By the way you are encouraged to implement yourself any of the algorithms in "Bernoulli Factory Algorithms" and report on your implementation experience; that's pretty much one of the requests in the opening post. The same is true for the other articles in the opening post. Part of my goal of this issue is to correct any errors or unclear points in those articles.

Shoeboxam commented 1 year ago

@peteroupc Thanks for checking in. I used inverse transform sampling to address the original reason why I was trying to sample Gumbel variates: https://github.com/opendp/opendp/pull/653 I find this approach pretty appealing, because it's simple and also gets me samples from distributions with closed-form inverse CDFs to within an arbitrarily small interval.

You've amassed an incredible collection of very cool algorithms and it's taking some time to take it in. The PSRN Tulap sampler, for example, is neat.
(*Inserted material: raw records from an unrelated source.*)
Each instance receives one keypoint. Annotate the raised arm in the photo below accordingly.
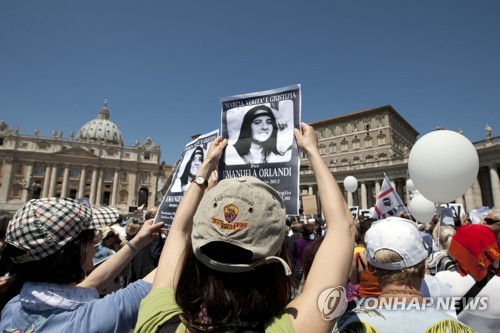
(180, 231)
(109, 269)
(332, 262)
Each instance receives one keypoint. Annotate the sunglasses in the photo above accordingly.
(490, 221)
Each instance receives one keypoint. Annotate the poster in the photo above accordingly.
(190, 162)
(259, 128)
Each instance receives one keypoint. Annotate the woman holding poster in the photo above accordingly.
(258, 138)
(191, 168)
(224, 267)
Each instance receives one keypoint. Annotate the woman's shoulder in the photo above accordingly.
(232, 156)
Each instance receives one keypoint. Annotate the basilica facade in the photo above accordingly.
(372, 143)
(94, 164)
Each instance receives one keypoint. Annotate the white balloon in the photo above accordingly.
(443, 165)
(422, 209)
(410, 186)
(350, 183)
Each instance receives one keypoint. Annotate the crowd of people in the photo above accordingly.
(233, 261)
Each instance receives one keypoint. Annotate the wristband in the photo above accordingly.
(131, 246)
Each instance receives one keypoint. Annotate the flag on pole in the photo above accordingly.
(388, 201)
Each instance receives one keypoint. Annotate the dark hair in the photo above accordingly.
(256, 296)
(363, 227)
(5, 217)
(307, 229)
(187, 170)
(61, 267)
(309, 254)
(242, 145)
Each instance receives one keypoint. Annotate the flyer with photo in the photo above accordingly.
(191, 160)
(259, 128)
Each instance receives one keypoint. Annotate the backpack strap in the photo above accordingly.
(473, 291)
(170, 326)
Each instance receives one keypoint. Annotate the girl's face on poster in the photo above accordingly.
(195, 164)
(262, 128)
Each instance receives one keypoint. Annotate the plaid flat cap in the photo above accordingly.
(42, 227)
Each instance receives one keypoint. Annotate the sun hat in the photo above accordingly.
(475, 249)
(243, 216)
(101, 254)
(42, 227)
(399, 235)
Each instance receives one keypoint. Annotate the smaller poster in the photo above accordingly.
(259, 129)
(190, 162)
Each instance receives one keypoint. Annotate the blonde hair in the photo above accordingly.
(445, 235)
(411, 276)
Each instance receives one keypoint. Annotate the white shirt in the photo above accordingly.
(451, 283)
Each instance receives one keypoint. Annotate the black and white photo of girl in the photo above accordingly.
(259, 134)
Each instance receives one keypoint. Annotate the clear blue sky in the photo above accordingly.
(164, 65)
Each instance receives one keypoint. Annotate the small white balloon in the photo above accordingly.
(410, 186)
(443, 165)
(422, 209)
(350, 184)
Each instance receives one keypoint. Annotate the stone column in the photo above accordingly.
(349, 199)
(469, 199)
(81, 186)
(114, 194)
(46, 181)
(132, 188)
(53, 181)
(377, 189)
(495, 186)
(364, 204)
(64, 190)
(93, 186)
(98, 197)
(7, 172)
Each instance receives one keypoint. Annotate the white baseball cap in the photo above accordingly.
(399, 235)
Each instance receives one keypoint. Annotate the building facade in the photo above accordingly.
(370, 143)
(95, 165)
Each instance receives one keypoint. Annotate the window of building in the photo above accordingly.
(39, 170)
(355, 142)
(344, 145)
(123, 197)
(333, 147)
(20, 169)
(108, 175)
(322, 149)
(368, 142)
(380, 122)
(343, 129)
(144, 178)
(75, 172)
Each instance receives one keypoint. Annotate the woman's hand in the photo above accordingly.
(306, 138)
(147, 233)
(214, 152)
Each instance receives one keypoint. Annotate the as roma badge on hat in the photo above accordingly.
(230, 213)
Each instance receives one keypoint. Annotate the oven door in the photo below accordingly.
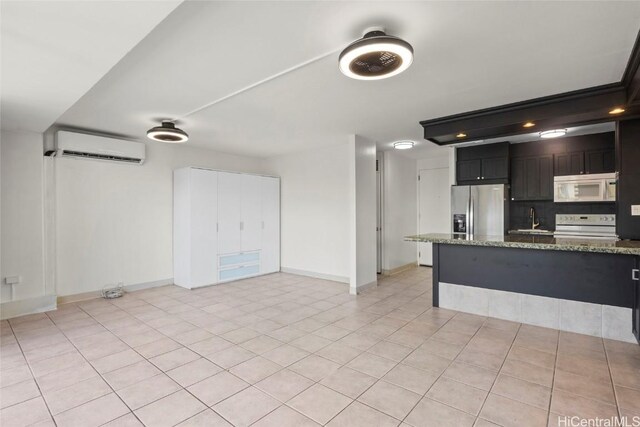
(583, 190)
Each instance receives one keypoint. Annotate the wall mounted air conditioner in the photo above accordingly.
(85, 146)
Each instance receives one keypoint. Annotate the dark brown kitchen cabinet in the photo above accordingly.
(582, 162)
(532, 178)
(469, 170)
(569, 163)
(483, 164)
(600, 161)
(495, 168)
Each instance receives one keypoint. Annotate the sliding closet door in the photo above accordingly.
(270, 191)
(229, 216)
(204, 236)
(251, 214)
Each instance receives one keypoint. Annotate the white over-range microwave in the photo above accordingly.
(585, 188)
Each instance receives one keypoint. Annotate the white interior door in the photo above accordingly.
(434, 206)
(204, 236)
(270, 254)
(251, 213)
(229, 212)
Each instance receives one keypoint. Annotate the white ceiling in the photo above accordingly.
(468, 55)
(54, 51)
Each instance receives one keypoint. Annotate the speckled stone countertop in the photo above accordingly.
(623, 247)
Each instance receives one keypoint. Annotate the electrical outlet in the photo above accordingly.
(12, 280)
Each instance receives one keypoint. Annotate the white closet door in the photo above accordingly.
(434, 205)
(229, 208)
(251, 213)
(270, 191)
(204, 236)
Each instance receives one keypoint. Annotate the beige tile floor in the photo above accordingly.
(286, 350)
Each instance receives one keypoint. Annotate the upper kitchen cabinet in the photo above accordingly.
(568, 163)
(532, 177)
(483, 164)
(586, 154)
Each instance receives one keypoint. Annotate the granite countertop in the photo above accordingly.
(623, 247)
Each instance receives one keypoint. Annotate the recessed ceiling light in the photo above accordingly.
(554, 133)
(403, 145)
(375, 56)
(167, 132)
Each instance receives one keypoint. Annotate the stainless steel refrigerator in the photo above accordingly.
(480, 209)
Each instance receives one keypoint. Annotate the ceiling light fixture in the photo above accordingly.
(375, 56)
(167, 132)
(403, 145)
(554, 133)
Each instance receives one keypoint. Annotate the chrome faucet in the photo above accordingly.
(532, 215)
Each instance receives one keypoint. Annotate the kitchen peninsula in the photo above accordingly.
(584, 286)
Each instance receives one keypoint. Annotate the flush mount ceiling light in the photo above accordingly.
(375, 56)
(167, 132)
(403, 145)
(554, 133)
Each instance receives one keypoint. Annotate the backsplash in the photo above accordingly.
(546, 212)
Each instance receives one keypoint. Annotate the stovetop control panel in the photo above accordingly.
(589, 219)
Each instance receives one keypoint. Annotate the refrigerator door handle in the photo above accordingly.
(471, 217)
(468, 217)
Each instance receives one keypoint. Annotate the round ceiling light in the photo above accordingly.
(375, 56)
(167, 132)
(554, 133)
(403, 145)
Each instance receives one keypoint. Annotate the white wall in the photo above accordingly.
(315, 211)
(114, 221)
(441, 159)
(363, 253)
(21, 215)
(400, 210)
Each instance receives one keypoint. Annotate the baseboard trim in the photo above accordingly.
(315, 275)
(399, 269)
(128, 288)
(11, 309)
(358, 289)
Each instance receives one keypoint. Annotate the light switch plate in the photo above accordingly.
(12, 280)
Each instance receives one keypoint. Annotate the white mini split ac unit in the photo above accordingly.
(85, 146)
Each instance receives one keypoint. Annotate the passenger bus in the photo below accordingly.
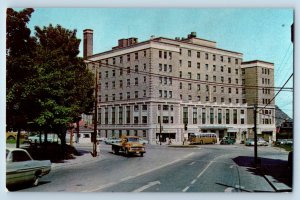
(203, 138)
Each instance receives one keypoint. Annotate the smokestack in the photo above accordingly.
(87, 43)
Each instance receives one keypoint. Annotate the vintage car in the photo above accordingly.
(21, 168)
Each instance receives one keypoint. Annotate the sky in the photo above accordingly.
(260, 33)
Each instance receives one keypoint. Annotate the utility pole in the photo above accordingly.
(160, 130)
(255, 136)
(94, 138)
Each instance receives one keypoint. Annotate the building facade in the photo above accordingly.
(165, 88)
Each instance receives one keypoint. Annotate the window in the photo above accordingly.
(229, 80)
(219, 116)
(128, 82)
(236, 61)
(20, 156)
(203, 116)
(211, 119)
(194, 115)
(198, 76)
(165, 107)
(185, 115)
(214, 78)
(144, 119)
(136, 120)
(229, 70)
(128, 70)
(165, 119)
(234, 116)
(128, 114)
(227, 116)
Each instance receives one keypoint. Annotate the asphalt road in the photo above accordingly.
(209, 168)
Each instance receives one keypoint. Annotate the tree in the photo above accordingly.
(19, 50)
(65, 85)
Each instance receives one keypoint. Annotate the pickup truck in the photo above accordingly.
(129, 145)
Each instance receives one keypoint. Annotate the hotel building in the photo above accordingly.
(169, 88)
Feedback It is easy to get lost in an algorithm description if it isn't accompanied with a high-level intuition. For my uses, I can write my own proofs, so long as I understand the gist of how it works. Something as simple as pointing out when an intermediate variable is distributed in a certain way is really helpful, or just outlining the overall strategy. Granted, many of your existing algorithms already do this, or have links to papers. I expect I'll be able to see through them quicker with a bit more experience, though.
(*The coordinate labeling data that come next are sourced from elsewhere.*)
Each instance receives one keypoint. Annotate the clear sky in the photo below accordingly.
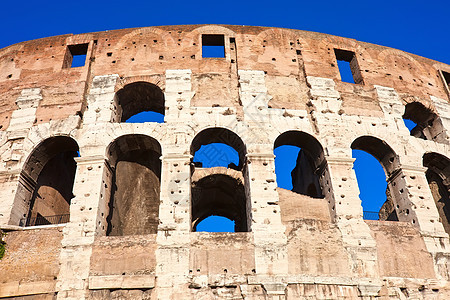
(419, 27)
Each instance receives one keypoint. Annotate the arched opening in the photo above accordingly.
(46, 182)
(374, 162)
(300, 164)
(438, 177)
(216, 155)
(422, 122)
(217, 181)
(134, 204)
(219, 195)
(139, 102)
(216, 224)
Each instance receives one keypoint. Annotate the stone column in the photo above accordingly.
(260, 181)
(360, 245)
(87, 219)
(268, 231)
(9, 181)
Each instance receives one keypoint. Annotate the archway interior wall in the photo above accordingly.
(47, 176)
(319, 117)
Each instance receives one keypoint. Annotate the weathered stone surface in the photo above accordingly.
(137, 194)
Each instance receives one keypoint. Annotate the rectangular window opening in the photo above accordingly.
(213, 45)
(348, 66)
(446, 78)
(76, 55)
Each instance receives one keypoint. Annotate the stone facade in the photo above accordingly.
(135, 195)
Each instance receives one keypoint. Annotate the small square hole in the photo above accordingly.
(446, 77)
(76, 55)
(348, 66)
(213, 45)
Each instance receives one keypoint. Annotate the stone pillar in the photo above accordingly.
(173, 237)
(100, 100)
(268, 231)
(87, 218)
(22, 119)
(360, 245)
(9, 182)
(443, 111)
(178, 95)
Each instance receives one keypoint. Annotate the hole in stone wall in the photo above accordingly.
(216, 224)
(216, 198)
(299, 163)
(348, 66)
(140, 102)
(438, 174)
(76, 55)
(217, 193)
(371, 155)
(50, 172)
(446, 77)
(422, 122)
(213, 45)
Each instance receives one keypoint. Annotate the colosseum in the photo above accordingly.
(94, 207)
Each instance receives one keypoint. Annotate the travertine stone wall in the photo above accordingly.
(270, 82)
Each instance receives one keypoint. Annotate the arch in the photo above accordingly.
(138, 97)
(46, 182)
(438, 177)
(134, 201)
(428, 124)
(219, 195)
(310, 166)
(389, 161)
(223, 136)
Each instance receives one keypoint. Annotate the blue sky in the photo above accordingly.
(419, 27)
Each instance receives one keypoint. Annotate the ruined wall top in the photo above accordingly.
(144, 54)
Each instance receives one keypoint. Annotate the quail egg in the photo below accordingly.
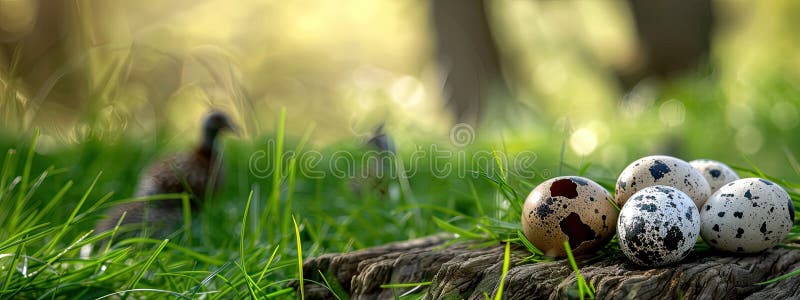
(716, 173)
(568, 208)
(658, 225)
(661, 170)
(747, 216)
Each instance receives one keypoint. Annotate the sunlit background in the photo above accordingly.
(572, 74)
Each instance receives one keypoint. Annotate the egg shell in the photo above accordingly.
(747, 216)
(716, 173)
(658, 225)
(661, 170)
(568, 208)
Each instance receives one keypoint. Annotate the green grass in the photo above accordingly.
(237, 246)
(251, 236)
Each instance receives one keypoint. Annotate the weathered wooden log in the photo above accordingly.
(461, 271)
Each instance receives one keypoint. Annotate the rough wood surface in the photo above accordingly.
(460, 271)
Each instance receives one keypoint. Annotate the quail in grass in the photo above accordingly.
(375, 173)
(196, 173)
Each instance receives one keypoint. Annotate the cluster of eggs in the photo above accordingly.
(666, 203)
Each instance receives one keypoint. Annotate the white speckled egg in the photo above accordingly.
(716, 173)
(747, 216)
(658, 225)
(661, 170)
(568, 208)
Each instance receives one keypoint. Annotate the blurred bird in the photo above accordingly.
(196, 172)
(375, 174)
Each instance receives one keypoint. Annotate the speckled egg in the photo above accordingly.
(716, 173)
(568, 208)
(657, 226)
(747, 216)
(661, 170)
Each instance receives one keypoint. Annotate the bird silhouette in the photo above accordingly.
(196, 173)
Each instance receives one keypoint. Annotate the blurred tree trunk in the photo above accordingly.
(466, 53)
(674, 37)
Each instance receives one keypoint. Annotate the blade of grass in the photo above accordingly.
(506, 260)
(268, 264)
(71, 217)
(150, 260)
(583, 288)
(299, 258)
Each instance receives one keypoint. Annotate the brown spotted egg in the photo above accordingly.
(747, 216)
(716, 173)
(568, 208)
(657, 226)
(661, 170)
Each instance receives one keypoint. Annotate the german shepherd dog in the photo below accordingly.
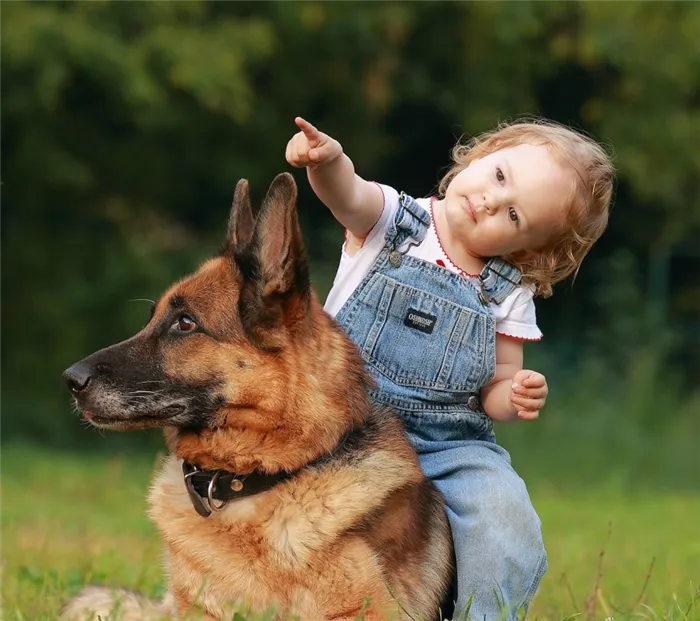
(286, 488)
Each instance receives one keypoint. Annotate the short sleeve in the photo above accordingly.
(516, 316)
(354, 267)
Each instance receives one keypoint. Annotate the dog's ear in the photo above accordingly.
(240, 222)
(277, 240)
(276, 288)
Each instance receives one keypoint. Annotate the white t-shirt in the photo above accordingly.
(515, 316)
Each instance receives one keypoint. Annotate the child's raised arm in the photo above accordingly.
(355, 203)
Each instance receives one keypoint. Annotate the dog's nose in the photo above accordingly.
(77, 377)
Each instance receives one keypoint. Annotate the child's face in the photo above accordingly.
(511, 201)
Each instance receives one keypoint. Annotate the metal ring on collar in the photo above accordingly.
(210, 492)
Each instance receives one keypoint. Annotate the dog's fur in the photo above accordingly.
(245, 372)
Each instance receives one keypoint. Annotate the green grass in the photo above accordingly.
(67, 520)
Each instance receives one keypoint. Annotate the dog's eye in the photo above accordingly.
(184, 324)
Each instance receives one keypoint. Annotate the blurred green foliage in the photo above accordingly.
(124, 126)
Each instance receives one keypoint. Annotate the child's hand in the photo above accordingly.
(529, 393)
(310, 147)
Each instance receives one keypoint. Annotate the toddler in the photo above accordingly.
(437, 293)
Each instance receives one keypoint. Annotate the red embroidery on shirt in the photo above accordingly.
(447, 256)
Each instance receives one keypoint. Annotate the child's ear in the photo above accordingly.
(526, 255)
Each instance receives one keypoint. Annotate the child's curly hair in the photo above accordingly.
(588, 203)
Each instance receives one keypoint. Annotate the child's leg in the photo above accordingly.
(498, 542)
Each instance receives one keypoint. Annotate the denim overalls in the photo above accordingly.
(428, 338)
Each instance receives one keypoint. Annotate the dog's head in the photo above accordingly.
(236, 345)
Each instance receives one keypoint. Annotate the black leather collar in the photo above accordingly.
(205, 487)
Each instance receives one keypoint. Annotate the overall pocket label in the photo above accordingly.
(424, 322)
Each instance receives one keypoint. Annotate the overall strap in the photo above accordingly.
(497, 280)
(410, 224)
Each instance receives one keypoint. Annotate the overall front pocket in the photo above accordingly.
(420, 340)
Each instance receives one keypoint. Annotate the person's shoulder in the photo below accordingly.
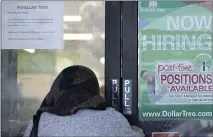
(116, 115)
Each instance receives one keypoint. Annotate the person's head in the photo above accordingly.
(145, 75)
(74, 86)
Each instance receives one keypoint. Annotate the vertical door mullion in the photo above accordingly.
(112, 52)
(130, 56)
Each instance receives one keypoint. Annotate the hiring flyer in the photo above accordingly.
(175, 60)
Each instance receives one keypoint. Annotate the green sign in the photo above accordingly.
(175, 61)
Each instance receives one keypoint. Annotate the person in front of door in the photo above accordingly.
(151, 86)
(74, 107)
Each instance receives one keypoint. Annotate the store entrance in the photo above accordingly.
(166, 82)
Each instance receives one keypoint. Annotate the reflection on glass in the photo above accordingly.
(36, 69)
(175, 66)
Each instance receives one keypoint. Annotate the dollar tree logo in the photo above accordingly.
(204, 62)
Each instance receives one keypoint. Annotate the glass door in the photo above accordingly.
(91, 38)
(171, 87)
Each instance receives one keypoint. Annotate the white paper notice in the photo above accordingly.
(32, 24)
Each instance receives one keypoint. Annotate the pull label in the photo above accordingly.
(127, 96)
(115, 93)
It is also easy to get lost in the site. I found it surprising there are more Bernoulli factories and PSRNs in "More Algorithms", when you already have pages for them. In my experience so far, the best way to not get lost on the site is to just read the entire site! ;)

Nits:

peteroupc commented 1 year ago

I appreciate your comments. In response I have addressed your "nits" and rearranged the content. In particular, the "More Arbitrary-Precision Samplers" page is now obsolete and its content was moved to other pages in the site.

peteroupc commented 1 year ago

@shoeboxam : For your information, issue #17 lists open questions I have on the articles in this repository, including the pages listed in this issue. One question I've just added that may interest you is: Find additional algorithms to sample continuous distributions with PSRNs that meet the properties desired for such algorithms. Other open questions relate to Bernoulli factories.

peteroupc commented 1 year ago

@Shoeboxam : For your information, the following paper on a security consideration when sampling for information security (and differential privacy) purposes came to my attention. I have updated the security considerations on "Randomization and Sampling Methods" to take it into account.

Ben Dov, Y., David, L., et al., "Resistance to Timing Attacks for Sampling and Privacy Preserving Schemes¨, FORC 2023.